We laughed. She said, "I know how guys think. Trust me, I really do understand these things." And reminded me, "You're in San Francisco, now...the air is different here!"

Just the other day, P stepped in to help one of my precious stones, K, think through her opinions and emotions about applying for General Assistance. P understood both the system and K's fear of it with sensitivity and wisdom.  P. said, "Please don't sleep out in the rain. Here's my number. You could crash for a night at my place."

Knowing P has changed me.  Our friendship has challenged thoughts I never would have admitted, but nonetheless, exist in my mind about friendship and "ministry."  The idea that "I minister to" some people and become friends with others. 

I would have said, NO I don't believe that.  Yet, when "the other" lives in the Tenderloin. Or has had a really, rough past. Or where our differences slide into the no-man's land of class and social status.  Maybe I find someone with a similar heart for justice and a huge love for Jesus like mine, yet our lives seem to be light years apart. P and I are similar in many ways.  But what about someone else who was a drug addict when I was a college student or spent time in prison while I was busy raising kids in a lovely home in a beautiful neighborhood?  Will I reach across the seeming gaps to really, honestly be FRIENDS with others?  Not "loving on" (a term I dislike so much I may have to blog about she sheer mass of this dislike!) but simply loving.  Be-friending. And being friended back.

So, I wonder, what would my beloved blog-readers think of my also be-loved friend P?  I think you'd love her humor and deep thoughts about the world and people.  You'd be challenged by her determination to always, always choose love - even when criticism masked as truth-speaking or "being honest" seems more real and maybe even more effective.  You'd laugh with (or maybe at?) us when things get crazy at Nail Day and she whispers to me, "the children are acting up again...we may have to send them to the corner."

One of the many reasons my friendship with P has changed me is that, when P says "I really know how guys think" she's not kidding around. Because she used to be one. A guy, I mean. 

P is transgender. Her struggle with identity and haunting sense that "he" was really a woman began about 30 years ago. When few people acknowledged such thoughts or struggles.  When painful confusion about gender identity was met with "you must be gay....or.... something."

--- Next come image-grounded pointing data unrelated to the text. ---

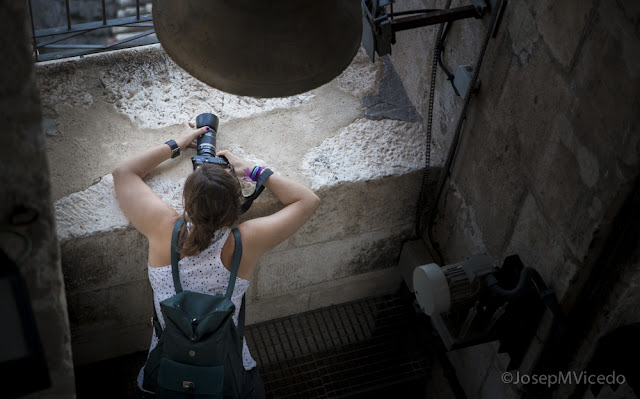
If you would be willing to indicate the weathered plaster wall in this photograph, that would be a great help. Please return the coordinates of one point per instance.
(548, 155)
(25, 200)
(356, 141)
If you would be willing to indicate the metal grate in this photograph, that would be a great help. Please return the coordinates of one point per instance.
(70, 39)
(342, 351)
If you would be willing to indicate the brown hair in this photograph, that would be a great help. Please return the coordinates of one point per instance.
(211, 201)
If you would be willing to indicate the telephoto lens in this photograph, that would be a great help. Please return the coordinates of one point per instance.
(206, 150)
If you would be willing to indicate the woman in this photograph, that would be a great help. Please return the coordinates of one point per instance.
(211, 201)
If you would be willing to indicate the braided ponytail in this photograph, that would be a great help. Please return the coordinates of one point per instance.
(212, 201)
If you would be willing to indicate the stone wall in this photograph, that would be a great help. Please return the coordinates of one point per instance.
(25, 201)
(549, 153)
(357, 142)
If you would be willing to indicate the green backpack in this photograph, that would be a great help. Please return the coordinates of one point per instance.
(199, 353)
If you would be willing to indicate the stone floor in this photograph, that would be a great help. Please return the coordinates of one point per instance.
(374, 347)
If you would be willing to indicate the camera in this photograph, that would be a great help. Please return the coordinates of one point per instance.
(206, 150)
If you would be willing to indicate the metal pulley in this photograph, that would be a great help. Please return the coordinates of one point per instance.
(258, 48)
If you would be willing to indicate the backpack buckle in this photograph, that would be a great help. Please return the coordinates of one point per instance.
(188, 385)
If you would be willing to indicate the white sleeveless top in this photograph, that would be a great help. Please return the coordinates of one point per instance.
(202, 273)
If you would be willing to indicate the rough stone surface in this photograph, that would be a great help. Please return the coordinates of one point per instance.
(549, 150)
(349, 247)
(364, 150)
(391, 101)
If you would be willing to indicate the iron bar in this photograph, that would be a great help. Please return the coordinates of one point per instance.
(323, 354)
(78, 52)
(33, 31)
(58, 39)
(92, 26)
(129, 39)
(66, 4)
(433, 18)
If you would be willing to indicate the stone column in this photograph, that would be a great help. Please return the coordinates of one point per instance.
(25, 197)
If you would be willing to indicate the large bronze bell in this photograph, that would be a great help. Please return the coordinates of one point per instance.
(259, 48)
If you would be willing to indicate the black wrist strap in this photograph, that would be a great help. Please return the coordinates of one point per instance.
(175, 150)
(259, 189)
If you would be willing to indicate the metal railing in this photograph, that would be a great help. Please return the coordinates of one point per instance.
(54, 43)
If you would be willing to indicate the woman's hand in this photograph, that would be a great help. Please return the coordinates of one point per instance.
(240, 165)
(188, 135)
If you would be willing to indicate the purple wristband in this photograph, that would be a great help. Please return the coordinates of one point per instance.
(253, 175)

It's painful to think of my friend trying to figure this out alone. Mostly without help or compassionate, supportive community.  The absence of support (and the presence of judgement) in Christian circles drove her away from Jesus for a time. But, she returned, because she wanted Jesus more than she wanted to avoid Christians.

So I want to share about my friend. And to tell how her determination to be honest and real - to be her real self, as much as she understands herself  - has changed me.

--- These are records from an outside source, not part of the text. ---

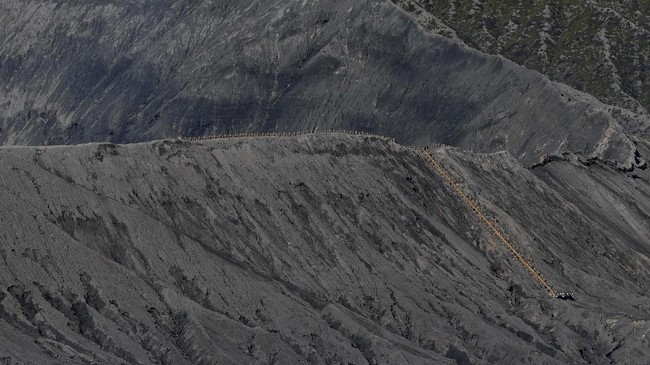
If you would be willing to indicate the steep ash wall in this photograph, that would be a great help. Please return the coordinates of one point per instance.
(74, 72)
(314, 249)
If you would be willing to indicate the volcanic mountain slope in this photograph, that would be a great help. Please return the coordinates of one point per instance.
(601, 47)
(125, 71)
(320, 249)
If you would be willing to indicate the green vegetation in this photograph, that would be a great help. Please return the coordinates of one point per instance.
(601, 47)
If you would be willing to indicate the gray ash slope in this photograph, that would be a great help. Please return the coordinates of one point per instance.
(323, 249)
(129, 71)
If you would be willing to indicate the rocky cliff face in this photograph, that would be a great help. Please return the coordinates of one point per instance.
(601, 47)
(76, 72)
(320, 249)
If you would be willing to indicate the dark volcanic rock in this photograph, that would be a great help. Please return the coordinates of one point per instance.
(130, 71)
(324, 249)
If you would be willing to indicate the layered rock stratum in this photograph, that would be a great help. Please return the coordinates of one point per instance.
(76, 72)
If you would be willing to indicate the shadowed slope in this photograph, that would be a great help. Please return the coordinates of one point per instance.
(314, 249)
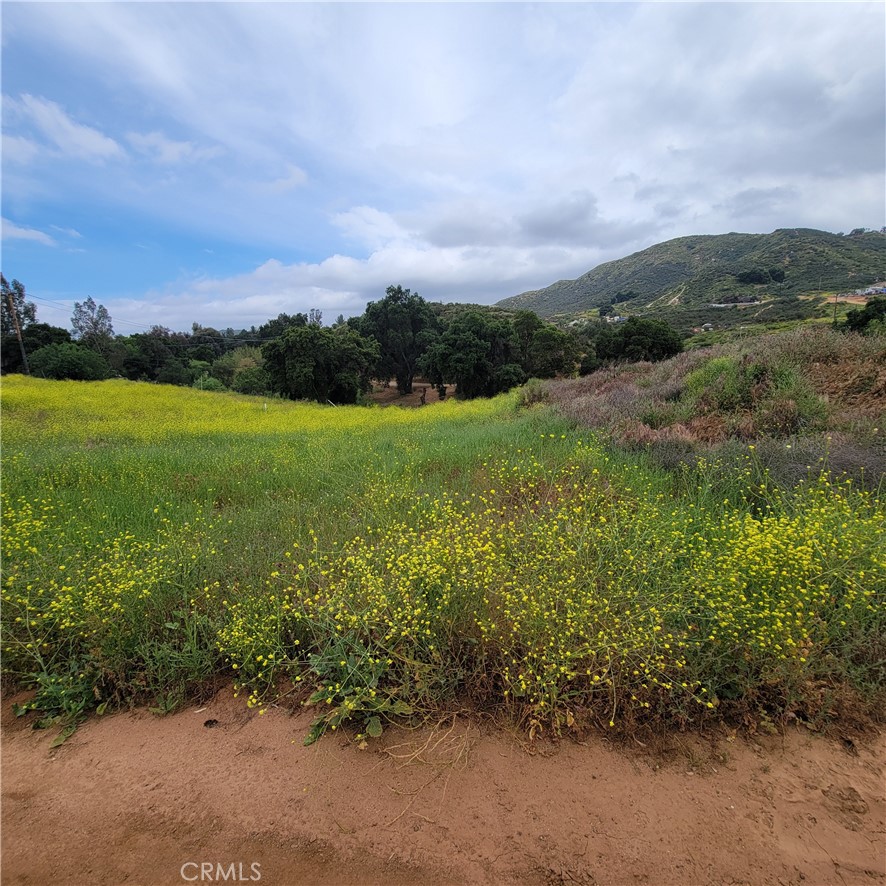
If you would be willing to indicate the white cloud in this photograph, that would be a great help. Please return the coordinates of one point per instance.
(158, 147)
(71, 138)
(20, 150)
(12, 231)
(468, 151)
(295, 177)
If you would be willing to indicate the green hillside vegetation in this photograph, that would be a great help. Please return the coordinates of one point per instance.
(494, 554)
(804, 399)
(680, 278)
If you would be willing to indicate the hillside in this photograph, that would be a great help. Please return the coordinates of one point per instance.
(690, 273)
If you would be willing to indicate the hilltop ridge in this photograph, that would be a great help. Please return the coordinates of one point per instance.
(697, 271)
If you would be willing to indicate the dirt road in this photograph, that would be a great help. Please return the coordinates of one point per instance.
(138, 799)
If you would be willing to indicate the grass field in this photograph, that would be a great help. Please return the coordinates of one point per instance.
(384, 562)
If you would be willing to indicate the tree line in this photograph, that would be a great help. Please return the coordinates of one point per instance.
(479, 351)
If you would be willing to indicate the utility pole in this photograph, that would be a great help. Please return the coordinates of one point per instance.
(18, 329)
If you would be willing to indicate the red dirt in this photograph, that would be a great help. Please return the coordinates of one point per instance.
(388, 395)
(132, 798)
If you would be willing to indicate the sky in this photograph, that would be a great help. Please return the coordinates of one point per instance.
(221, 163)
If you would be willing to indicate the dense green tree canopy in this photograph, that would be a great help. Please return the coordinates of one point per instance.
(69, 360)
(477, 352)
(401, 323)
(25, 310)
(313, 363)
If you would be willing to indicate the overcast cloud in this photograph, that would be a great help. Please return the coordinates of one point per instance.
(222, 163)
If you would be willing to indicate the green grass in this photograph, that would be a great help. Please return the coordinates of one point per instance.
(378, 563)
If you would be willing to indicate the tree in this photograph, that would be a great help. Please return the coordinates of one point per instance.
(69, 360)
(252, 380)
(550, 351)
(25, 311)
(16, 315)
(275, 328)
(641, 339)
(401, 323)
(34, 337)
(477, 352)
(313, 363)
(92, 325)
(526, 324)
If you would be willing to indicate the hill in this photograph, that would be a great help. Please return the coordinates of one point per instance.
(762, 274)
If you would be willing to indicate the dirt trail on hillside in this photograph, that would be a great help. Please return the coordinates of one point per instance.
(138, 799)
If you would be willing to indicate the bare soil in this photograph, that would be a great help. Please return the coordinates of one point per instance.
(139, 799)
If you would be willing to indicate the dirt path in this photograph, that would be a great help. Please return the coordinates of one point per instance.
(139, 799)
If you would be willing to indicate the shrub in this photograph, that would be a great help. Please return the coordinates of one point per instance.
(69, 361)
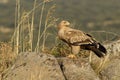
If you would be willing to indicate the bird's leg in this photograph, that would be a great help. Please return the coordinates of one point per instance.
(74, 50)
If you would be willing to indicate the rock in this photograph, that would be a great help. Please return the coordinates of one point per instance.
(34, 66)
(111, 71)
(77, 69)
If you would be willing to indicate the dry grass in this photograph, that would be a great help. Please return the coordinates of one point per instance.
(7, 56)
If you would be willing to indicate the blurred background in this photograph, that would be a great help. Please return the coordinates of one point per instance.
(101, 18)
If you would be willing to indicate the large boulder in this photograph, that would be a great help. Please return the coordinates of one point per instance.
(34, 66)
(77, 69)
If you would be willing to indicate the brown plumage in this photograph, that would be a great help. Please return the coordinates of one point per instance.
(77, 39)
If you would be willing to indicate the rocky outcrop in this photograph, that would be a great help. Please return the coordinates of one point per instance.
(111, 71)
(77, 69)
(34, 66)
(40, 66)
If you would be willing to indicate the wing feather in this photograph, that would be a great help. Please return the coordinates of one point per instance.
(77, 37)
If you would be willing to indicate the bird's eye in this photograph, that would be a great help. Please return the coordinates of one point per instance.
(64, 22)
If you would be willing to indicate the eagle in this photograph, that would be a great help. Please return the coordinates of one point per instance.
(78, 39)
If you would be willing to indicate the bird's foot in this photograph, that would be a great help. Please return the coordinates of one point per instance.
(72, 56)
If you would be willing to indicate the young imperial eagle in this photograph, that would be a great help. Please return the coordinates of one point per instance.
(78, 39)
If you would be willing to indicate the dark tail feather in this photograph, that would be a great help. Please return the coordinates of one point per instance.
(102, 48)
(97, 52)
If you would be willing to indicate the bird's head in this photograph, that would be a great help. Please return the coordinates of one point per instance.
(63, 24)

I'm not Holy Spirit. It's my job to love and be loved, not to decide what people should do and not do.   Or be and not be.  I have light years to go in my understanding of the diverse, often confusing ways we see attraction and love and identity "working" in human beings.

Some people have said, "Why do you say 'she' - if someone is born a male, they're male. that's it."  Others have asked if I've been drinking the San Francisco kool-aid and slipped into the abyss of liberal-dom. Still others have commented, "but you're called to ministry with women. Women."

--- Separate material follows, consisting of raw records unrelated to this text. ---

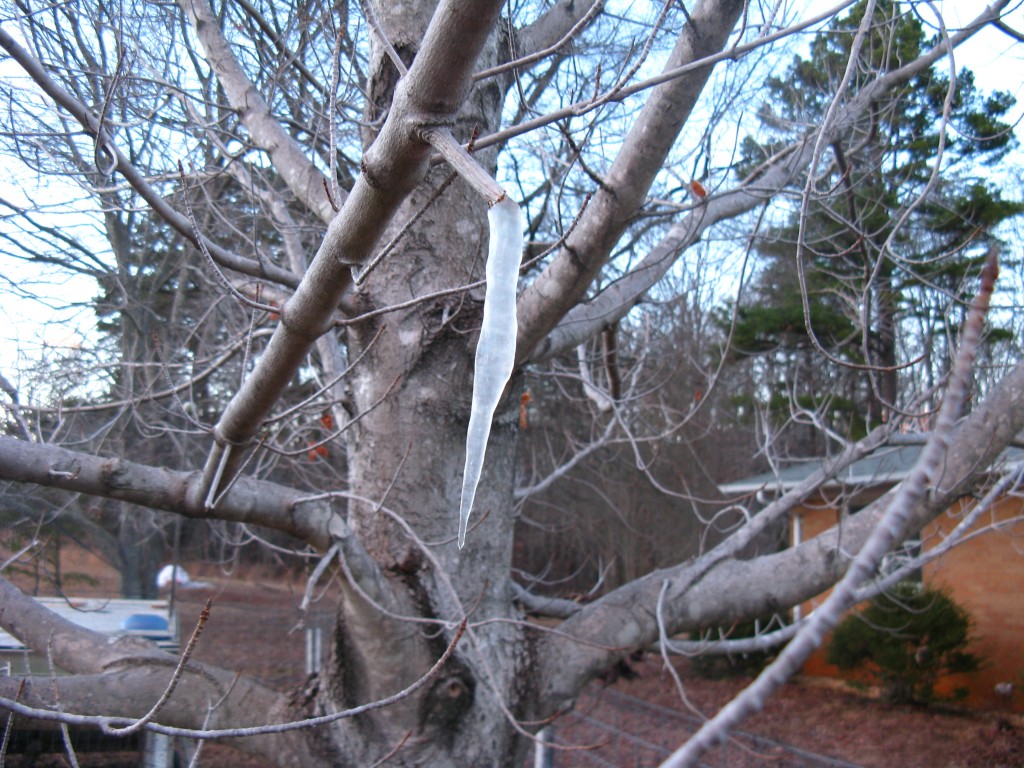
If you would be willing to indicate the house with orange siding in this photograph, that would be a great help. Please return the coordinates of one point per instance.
(984, 572)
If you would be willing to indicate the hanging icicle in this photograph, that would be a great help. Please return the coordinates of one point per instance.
(496, 349)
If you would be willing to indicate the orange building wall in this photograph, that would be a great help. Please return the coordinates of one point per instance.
(984, 574)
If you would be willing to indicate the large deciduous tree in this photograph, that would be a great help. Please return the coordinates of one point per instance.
(310, 153)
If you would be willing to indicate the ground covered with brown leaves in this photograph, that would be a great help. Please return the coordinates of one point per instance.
(252, 631)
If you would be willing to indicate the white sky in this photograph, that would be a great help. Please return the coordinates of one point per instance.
(35, 329)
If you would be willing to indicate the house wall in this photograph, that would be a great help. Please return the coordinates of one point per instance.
(985, 574)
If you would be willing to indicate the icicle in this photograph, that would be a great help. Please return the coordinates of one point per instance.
(496, 349)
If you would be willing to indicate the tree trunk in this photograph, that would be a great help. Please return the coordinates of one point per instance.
(411, 393)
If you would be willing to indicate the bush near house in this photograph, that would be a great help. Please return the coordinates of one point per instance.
(905, 640)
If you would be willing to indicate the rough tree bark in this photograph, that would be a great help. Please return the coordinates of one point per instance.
(408, 586)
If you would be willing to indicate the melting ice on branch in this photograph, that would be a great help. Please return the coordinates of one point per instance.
(496, 349)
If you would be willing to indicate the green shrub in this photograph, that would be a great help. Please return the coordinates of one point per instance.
(905, 639)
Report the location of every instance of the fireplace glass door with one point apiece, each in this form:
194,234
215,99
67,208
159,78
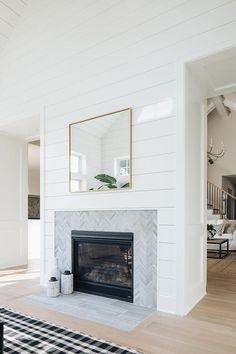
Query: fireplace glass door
103,263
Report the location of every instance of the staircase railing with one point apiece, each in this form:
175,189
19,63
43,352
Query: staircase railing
221,202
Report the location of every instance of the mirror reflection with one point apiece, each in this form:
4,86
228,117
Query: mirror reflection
100,153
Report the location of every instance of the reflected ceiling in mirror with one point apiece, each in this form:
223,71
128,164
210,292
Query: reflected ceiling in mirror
100,152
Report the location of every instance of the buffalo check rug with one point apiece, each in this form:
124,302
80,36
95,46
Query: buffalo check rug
24,334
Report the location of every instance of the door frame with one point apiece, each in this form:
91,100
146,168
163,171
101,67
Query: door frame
183,307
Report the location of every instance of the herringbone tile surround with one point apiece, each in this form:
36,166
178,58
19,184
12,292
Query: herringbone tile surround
143,223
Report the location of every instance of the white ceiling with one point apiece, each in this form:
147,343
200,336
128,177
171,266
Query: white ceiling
216,74
10,12
99,127
27,129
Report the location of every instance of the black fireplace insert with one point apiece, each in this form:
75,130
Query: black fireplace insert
102,263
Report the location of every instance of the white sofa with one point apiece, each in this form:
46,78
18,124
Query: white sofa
228,231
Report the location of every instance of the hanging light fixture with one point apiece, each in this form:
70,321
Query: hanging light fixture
213,156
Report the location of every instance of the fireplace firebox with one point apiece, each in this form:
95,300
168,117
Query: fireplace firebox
102,263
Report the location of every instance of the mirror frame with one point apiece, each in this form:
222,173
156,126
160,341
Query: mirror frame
130,150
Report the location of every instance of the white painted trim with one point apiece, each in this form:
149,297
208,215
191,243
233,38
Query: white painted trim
180,191
182,307
42,195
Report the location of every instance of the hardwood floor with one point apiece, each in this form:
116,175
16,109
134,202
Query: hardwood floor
209,328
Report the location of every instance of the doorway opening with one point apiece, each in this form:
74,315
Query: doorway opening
210,122
20,147
34,201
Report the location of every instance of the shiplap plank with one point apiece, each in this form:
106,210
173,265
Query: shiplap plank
110,199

And yet, I find myself surrounded by and loving transgender people who consider themselves - and wished to be considered as - women.

I asked God about this. He said, "Transgender people are....what?" I thought....what? is this a trick question?  I don't know...hurting? Confused? Rejected? Then Holy spirit said, "People. They are people. And, what did I ask you to do with people?"  I felt a huge wave of relief. LOVE.  I'm supposed to love people. Just love them.  Whew...I can do that. I don't have to have answers, I  do have to have love.

So, I may write more about this journey. About the power of love, pronouns, and respect for people where they are. And about friendship in unexpected - and joyful - places.